In [3]:
import pandas as pd

In [9]:
scores = pd.DataFrame({
    'Name': ['Query1', 'Query2', 'Query3', 'Query4', 'Query5', 'Query6', 'Query7'],
    'Score1': [4, 2, 1, 5, 5, 1, 3],
    'Score2': [5, 4, 3, 5, 5, 1, 2],
    'Score3': [5, 3, 2, 5, 5, 1, 2],
    'Score4': [4, 3, 1, 5, 5, 1, 2],
    'Score5': [4, 3, 1, 5, 5, 1, 3],
    'Score6': [5, 3, 1, 5, 5, 2, 4],
    'Score7': [4, 3, 3, 5, 5, 3, 2],
    'Score8': [4, 2, 1, 5, 5, 2, 3],
})
scores

Unnamed: 0,Name,Score1,Score2,Score3,Score4,Score5,Score6,Score7,Score8
0,Query1,4,5,5,4,4,5,4,4
1,Query2,2,4,3,3,3,3,3,2
2,Query3,1,3,2,1,1,1,3,1
3,Query4,5,5,5,5,5,5,5,5
4,Query5,5,5,5,5,5,5,5,5
5,Query6,1,1,1,1,1,2,3,2
6,Query7,3,2,2,2,3,4,2,3


In [12]:
# Calculate the mean score for each row, excluding the 'Name' column
scores['Average'] = scores.loc[:, 'Score1':'Score8'].mean(axis=1)
scores['Average']

0    4.375
1    2.875
2    1.625
3    5.000
4    5.000
5    1.500
6    2.625
Name: Average, dtype: float64

In [13]:
from sklearn.metrics import pairwise_distances

# Extract the scores for pairwise computation, excluding the 'Name' column
score_values = scores.loc[:, 'Score1':'Score8']

# Compute pairwise Euclidean distances
pairwise_results = pairwise_distances(score_values, metric='euclidean')

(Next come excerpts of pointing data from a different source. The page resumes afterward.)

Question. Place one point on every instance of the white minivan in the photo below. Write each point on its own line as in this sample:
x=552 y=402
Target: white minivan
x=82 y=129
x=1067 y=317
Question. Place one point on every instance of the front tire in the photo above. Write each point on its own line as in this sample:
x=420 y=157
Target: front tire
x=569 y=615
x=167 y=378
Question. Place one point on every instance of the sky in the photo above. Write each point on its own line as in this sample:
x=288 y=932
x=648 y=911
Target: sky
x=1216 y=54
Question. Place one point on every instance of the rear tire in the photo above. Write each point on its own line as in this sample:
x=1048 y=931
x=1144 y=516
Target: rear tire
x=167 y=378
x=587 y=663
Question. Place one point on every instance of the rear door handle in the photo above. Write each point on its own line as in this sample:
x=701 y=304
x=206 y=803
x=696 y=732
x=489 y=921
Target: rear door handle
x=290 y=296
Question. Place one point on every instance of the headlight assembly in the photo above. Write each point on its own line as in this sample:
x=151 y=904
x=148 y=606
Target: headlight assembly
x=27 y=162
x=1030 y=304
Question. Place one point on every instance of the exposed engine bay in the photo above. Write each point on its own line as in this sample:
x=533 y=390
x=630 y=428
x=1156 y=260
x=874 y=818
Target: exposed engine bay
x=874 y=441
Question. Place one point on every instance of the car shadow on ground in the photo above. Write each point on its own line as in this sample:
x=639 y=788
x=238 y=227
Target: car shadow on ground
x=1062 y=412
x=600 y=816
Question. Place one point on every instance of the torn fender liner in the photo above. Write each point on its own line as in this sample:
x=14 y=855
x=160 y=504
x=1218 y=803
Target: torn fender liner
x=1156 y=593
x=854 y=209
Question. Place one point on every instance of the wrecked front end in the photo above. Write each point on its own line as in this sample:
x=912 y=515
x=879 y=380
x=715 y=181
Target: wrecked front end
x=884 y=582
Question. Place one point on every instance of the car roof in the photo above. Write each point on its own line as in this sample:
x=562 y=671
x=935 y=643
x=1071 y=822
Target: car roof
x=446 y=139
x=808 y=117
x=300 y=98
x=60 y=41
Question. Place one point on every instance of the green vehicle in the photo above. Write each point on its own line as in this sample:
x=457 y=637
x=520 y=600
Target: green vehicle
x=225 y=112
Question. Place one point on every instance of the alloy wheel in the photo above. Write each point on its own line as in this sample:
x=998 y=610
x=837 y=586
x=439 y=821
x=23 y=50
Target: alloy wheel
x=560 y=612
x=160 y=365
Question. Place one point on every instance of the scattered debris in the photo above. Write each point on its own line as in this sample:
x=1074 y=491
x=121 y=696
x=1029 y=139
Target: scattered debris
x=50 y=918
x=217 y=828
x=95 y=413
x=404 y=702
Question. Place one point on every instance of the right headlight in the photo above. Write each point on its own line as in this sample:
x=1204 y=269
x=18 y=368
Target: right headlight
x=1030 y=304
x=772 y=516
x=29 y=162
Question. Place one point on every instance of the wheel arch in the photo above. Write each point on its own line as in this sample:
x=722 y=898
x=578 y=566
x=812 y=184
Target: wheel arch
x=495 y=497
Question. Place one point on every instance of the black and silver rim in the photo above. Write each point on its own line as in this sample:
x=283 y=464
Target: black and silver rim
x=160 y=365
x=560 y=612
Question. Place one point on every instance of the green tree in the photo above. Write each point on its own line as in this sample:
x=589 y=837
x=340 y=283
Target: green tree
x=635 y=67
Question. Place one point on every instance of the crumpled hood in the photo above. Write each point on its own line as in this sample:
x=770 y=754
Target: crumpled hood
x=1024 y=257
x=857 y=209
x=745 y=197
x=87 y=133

# Create a DataFrame to represent the pairwise distances
pairwise_df = pd.DataFrame(pairwise_results, index=scores['Name'], columns=scores['Name'])

pairwise_df

Name,Query1,Query2,Query3,Query4,Query5,Query6,Query7
Name,Unnamed: 1_level_1,Unnamed: 2_level_1,Unnamed: 3_level_1,Unnamed: 4_level_1,Unnamed: 5_level_1,Unnamed: 6_level_1,Unnamed: 7_level_1
Query1,0.0,4.472136,8.124038,2.236068,2.236068,8.544004,5.477226
Query2,4.472136,0.0,4.0,6.244998,6.244998,4.795832,3.162278
Query3,8.124038,4.0,0.0,9.848858,9.848858,2.645751,4.898979
Query4,2.236068,6.244998,9.848858,0.0,0.0,10.099505,7.0
Query5,2.236068,6.244998,9.848858,0.0,0.0,10.099505,7.0
Query6,8.544004,4.795832,2.645751,10.099505,10.099505,0.0,4.123106
Query7,5.477226,3.162278,4.898979,7.0,7.0,4.123106,0.0


In [15]:
from itertools import combinations

# Generate all possible pairs of queries
query_pairs = list(combinations(scores['Name'], 2))

pairwise_rankings = []

# Iterate through the query pairs and compute pairwise rank based on the sum of scores
for (q1, q2) in query_pairs:
    score_q1 = score_values.loc[scores['Name'] == q1].sum(axis=1).values[0]
    score_q2 = score_values.loc[scores['Name'] == q2].sum(axis=1).values[0]
    
    # Label: 1 if q1 is ranked higher than q2, -1 otherwise
    if score_q1 > score_q2:
        pairwise_rankings.append((q1, q2, 1))
    else:
        pairwise_rankings.append((q1, q2, -1))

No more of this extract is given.